The House has no plans to consider legislation from Sen. Jay Rockefeller (D-W.Va.) to bolster online video services, according to Rep. Bob Latta (R-Ohio).
"When I look at what's happening in our committee — full committee and also in the subcommittee — I probably would say that's not going to see very much work on our side, if any," said Latta, the vice chairman of the Energy and Commerce Committee's subcommittee on Communications and Technology, during an interview on C-SPAN's "The Communicators," set to air Saturday.
Latta noted that Rep.
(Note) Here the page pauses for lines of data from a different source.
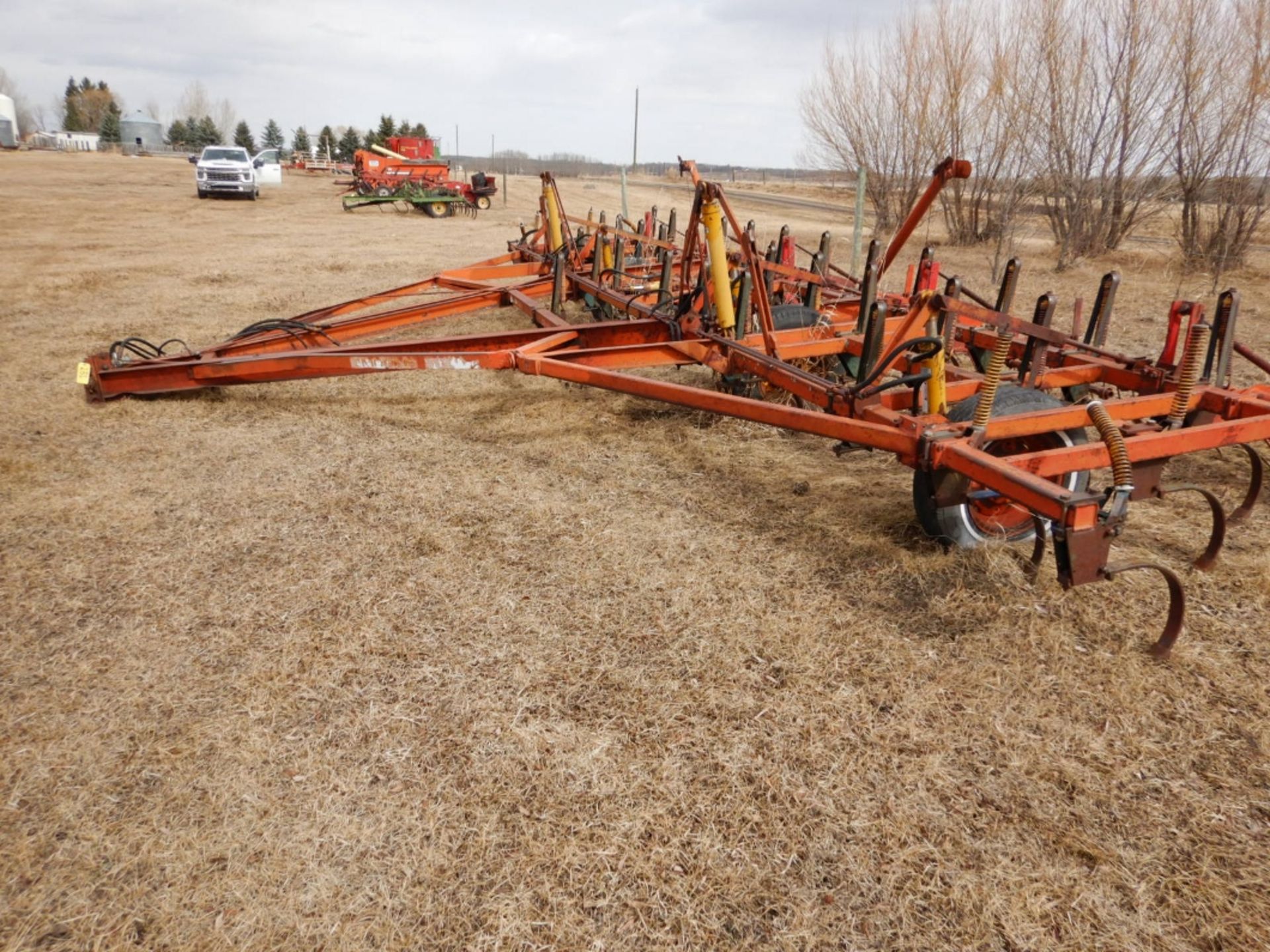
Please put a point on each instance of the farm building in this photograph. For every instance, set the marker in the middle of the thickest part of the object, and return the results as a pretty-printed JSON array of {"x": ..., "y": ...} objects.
[
  {"x": 66, "y": 141},
  {"x": 140, "y": 134},
  {"x": 9, "y": 130}
]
Greg Walden (R-Ore.), the chairman of the Communications subcommittee, has called Rockefeller's bill a "bold initiative."
Rockefeller's bill, the Consumer Choice in Online Video Act, would provide certain legal protections to online video sites and would bar cable, broadcast and media companies from engaging in anti-competitive practices against online services.
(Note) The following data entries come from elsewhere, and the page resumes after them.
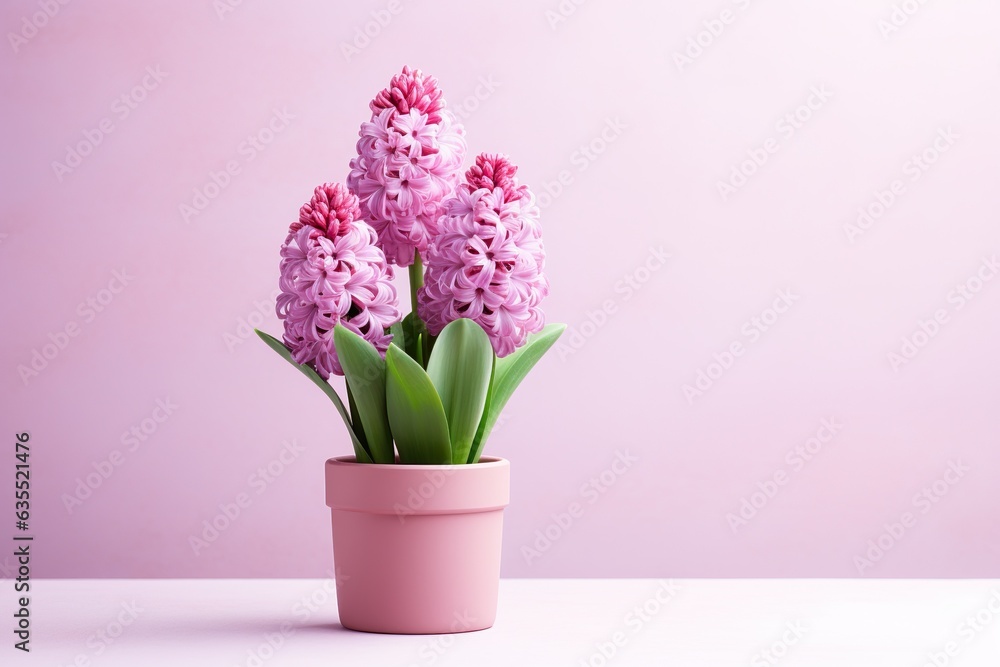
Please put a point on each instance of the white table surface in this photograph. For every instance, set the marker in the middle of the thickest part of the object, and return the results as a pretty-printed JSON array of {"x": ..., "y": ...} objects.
[{"x": 712, "y": 622}]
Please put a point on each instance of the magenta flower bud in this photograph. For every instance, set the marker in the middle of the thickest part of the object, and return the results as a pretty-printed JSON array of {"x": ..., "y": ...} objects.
[
  {"x": 409, "y": 157},
  {"x": 487, "y": 259},
  {"x": 332, "y": 271}
]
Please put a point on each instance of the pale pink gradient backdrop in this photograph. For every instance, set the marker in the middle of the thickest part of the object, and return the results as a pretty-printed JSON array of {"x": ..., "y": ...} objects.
[{"x": 655, "y": 185}]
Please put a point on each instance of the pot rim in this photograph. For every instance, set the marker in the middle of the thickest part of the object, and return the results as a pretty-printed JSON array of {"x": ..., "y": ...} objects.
[{"x": 484, "y": 462}]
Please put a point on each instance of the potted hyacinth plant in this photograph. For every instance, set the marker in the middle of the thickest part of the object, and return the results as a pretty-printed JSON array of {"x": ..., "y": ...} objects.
[{"x": 417, "y": 511}]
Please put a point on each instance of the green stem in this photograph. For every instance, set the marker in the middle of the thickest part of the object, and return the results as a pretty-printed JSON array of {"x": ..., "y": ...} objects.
[{"x": 416, "y": 282}]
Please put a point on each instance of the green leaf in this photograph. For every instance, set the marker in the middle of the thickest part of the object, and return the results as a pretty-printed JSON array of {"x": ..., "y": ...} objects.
[
  {"x": 359, "y": 449},
  {"x": 507, "y": 375},
  {"x": 460, "y": 368},
  {"x": 364, "y": 369},
  {"x": 416, "y": 414}
]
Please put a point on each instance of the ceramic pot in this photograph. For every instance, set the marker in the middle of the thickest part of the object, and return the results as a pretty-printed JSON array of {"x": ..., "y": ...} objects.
[{"x": 416, "y": 548}]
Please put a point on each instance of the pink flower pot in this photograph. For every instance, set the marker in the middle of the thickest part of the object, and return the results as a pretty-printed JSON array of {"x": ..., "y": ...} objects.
[{"x": 417, "y": 547}]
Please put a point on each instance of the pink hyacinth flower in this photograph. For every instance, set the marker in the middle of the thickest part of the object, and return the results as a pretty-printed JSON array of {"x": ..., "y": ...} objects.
[
  {"x": 332, "y": 271},
  {"x": 487, "y": 261},
  {"x": 409, "y": 157}
]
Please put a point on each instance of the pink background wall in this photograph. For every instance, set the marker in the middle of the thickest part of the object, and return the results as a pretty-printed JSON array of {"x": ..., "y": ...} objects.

The goal of Rockfeller's bill is to make online video a full-fledged competitor to cable television.
A small but growing number of consumers are dropping cable TV subscriptions in favor of online options, but there is fear that the established video companies could use their market power to kill off the online competition.
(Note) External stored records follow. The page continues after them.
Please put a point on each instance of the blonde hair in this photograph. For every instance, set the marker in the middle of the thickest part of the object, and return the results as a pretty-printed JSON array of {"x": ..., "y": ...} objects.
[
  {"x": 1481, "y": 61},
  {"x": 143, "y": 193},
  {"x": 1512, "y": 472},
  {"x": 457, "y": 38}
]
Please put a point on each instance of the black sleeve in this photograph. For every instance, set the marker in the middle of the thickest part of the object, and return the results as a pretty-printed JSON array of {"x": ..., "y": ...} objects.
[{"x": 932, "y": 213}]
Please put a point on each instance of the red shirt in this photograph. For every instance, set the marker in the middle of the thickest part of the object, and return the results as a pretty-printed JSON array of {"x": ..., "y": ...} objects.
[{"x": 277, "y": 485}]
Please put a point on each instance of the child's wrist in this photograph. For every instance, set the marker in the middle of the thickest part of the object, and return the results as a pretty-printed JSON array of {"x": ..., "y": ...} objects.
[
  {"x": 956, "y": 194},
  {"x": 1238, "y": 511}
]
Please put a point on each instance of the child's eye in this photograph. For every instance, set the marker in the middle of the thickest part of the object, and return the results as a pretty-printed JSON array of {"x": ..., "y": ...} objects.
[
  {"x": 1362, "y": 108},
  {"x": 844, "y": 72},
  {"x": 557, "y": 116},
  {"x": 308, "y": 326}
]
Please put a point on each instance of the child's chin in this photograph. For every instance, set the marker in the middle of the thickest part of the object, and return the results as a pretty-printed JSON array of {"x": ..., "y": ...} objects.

Cable companies, for example, offer video programming and also provide broadband Internet service. In an effort to protect their own cable TV businesses, they could decide to slow down their customers' access to online video sites.
Media companies could also limit the ability of the online video services to buy access to movies and TV shows for their libraries.
“Consumers must be able to benefit from online video’s promise of decreased costs, increased choice, and higher-quality video content," Rockefeller said in a statement when he introduced the bill last week. "And I strongly believe that my legislation will help foster a consumer-centric revolution in the video marketplace.”
Rockefeller, the chairman of the Senate Commerce Committee, will retire at the end of next year.